И после гнетущей тишины, навалившейся на них после этого простого слова, добавил:
— И ещё я злился на вас. На секунду мне захотелось… ну… отомстить. И я сказал ему. Он от меня узнал, что она беременна. Это я ему сказал.
Вот.
Теперь — всё.
Дженсен стоял какое-то время с закрытыми глазами, вжавшись затылком в цементную стену. Надо было открыть глаза, посмотреть, как воспринял это последнее, самое тяжёлое его признание Джаред, но Дженсен боялся. Теперь на самом деле боялся. Он и не знал, что можно так бояться, вообще не подозревал.
Он так и не смог себя заставить — но его глаза раскрылись сами, когда Джаред сказал:
— Пеллегрино считает, что тебя надо пытать.

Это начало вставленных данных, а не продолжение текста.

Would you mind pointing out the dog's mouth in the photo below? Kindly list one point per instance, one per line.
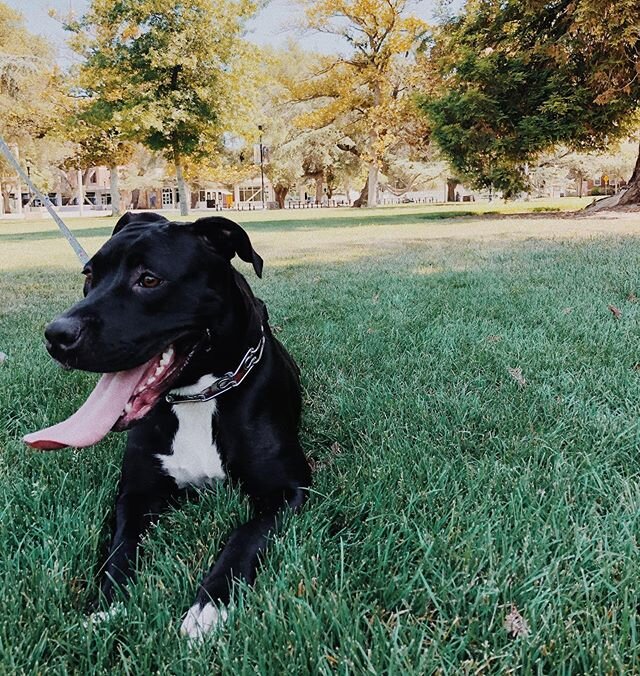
(158, 375)
(118, 401)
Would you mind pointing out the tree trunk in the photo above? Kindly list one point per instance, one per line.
(319, 186)
(114, 189)
(280, 192)
(182, 190)
(452, 184)
(361, 201)
(5, 199)
(632, 194)
(372, 185)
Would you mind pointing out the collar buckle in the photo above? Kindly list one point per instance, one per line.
(226, 382)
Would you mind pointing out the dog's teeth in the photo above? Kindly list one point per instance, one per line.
(167, 356)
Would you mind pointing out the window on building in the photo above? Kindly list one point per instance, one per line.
(250, 194)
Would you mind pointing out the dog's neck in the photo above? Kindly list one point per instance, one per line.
(224, 346)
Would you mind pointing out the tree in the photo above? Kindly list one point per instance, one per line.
(98, 146)
(365, 93)
(163, 72)
(29, 96)
(517, 77)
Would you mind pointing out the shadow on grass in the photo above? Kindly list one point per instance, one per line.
(282, 224)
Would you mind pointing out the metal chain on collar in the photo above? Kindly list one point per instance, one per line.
(226, 382)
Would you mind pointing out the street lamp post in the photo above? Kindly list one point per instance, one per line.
(261, 166)
(29, 185)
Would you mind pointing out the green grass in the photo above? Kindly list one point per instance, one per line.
(444, 491)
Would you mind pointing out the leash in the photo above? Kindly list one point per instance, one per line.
(226, 382)
(75, 245)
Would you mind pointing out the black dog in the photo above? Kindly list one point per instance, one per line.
(191, 366)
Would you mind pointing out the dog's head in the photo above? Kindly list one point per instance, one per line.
(151, 294)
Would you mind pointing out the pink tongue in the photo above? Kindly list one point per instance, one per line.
(95, 417)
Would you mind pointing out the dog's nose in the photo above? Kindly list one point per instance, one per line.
(63, 333)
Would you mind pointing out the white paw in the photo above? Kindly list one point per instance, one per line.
(199, 621)
(104, 615)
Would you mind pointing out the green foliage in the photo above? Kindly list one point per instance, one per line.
(159, 70)
(518, 77)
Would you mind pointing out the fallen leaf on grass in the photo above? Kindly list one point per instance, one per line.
(615, 311)
(333, 661)
(515, 624)
(516, 374)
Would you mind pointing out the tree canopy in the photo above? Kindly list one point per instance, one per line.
(161, 71)
(516, 77)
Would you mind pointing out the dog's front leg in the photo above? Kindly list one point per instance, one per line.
(238, 561)
(143, 494)
(135, 513)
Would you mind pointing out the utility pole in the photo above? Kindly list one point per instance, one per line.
(261, 166)
(80, 192)
(16, 152)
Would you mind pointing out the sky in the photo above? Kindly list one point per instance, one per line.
(274, 25)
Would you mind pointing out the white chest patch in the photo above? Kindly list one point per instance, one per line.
(195, 459)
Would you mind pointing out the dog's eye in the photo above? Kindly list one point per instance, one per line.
(148, 281)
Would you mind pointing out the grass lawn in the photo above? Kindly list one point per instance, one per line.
(450, 488)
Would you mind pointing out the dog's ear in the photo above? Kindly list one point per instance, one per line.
(142, 217)
(229, 239)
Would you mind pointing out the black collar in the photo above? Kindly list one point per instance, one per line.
(226, 382)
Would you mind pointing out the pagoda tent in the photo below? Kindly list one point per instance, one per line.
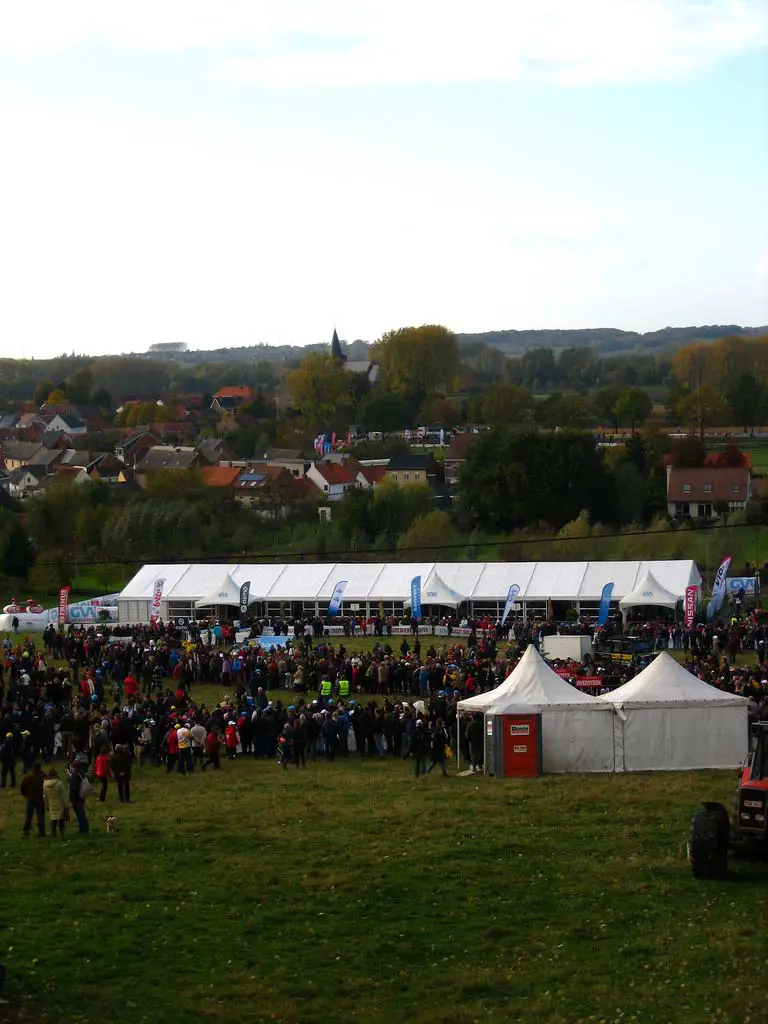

Пеллегрино. Опять этот дьявол Пеллегрино. Вот зачем здесь палач. Почему только достопочтенный Командор госбезопасности сам не занялся этим грязным делом? Зачем свалил на Диктатора? Что ему, мало всего остального?
Дженсен облизнул губы сухим языком.
— Если надо, — хрипло сказал он, — значит, пытайте.
Словно в ответ на его слова, зашипели угли.
Джаред не двигался. Не моргал. Кажется, даже дыхание его — и то остановилось. Он не давал палачу никакого знака, но тот, видимо, обладал особым чутьём, свойственным людям его профессии, и сам угадал нужный момент. Простым, будничным движением он вытащил из тлеющих углей железный прут. Поднял, повертел, слегка подул на светящееся в полумраке алое навершие. Его лицо было почти умиротворённым. Дженсен оторвал взгляд от него, посмотрел на Джареда. И увидел тьму. Злобу, ненависть, клубящуюся в белоснежном мундире там, где ещё минуту назад стоял человек, которого Дженсен… который Дженсену…
Он не успел довести мысль до конца. Успел только остро осознать свою наготу, свою ужасающую беспомощность, и свою невозможную, неотвратимую смертность, когда раскалённая железная бляха вжалась в его бедро, выжигая круглый кусок плоти. В нос ударило вонью горелого мяса, в голове взорвался гигантский красный шар, лёгкие стиснулись, разом выпустив воздух — а потом наполнились снова, и Дженсен издал такой вопль, на который никогда не считал себя способным. Так люди не кричат — так кричат звери, которых живьём рвут на части борзые. Палач всё держал и держал прут, словно хотел прожечь бедро Дженсена насквозь, Дженсен тщетно пытался уйти от этой ужасной боли, но она вцепилась в него, как собака в жертву, и не собиралась разжимать челюсти. Это длилось не дольше нескольких секунд, но Дженсен всё ещё кричал, когда сквозь его крик прорвался чужой, высокий, отчаянный. Слов Дженсен не разобрал, только увидел, как кто-то, фигура в белом костюме, отталкивает палача и вырывает из его руки раскалённый прут. Боль слегка расцепила зубы, но не ушла. Она никуда не собиралась уходить.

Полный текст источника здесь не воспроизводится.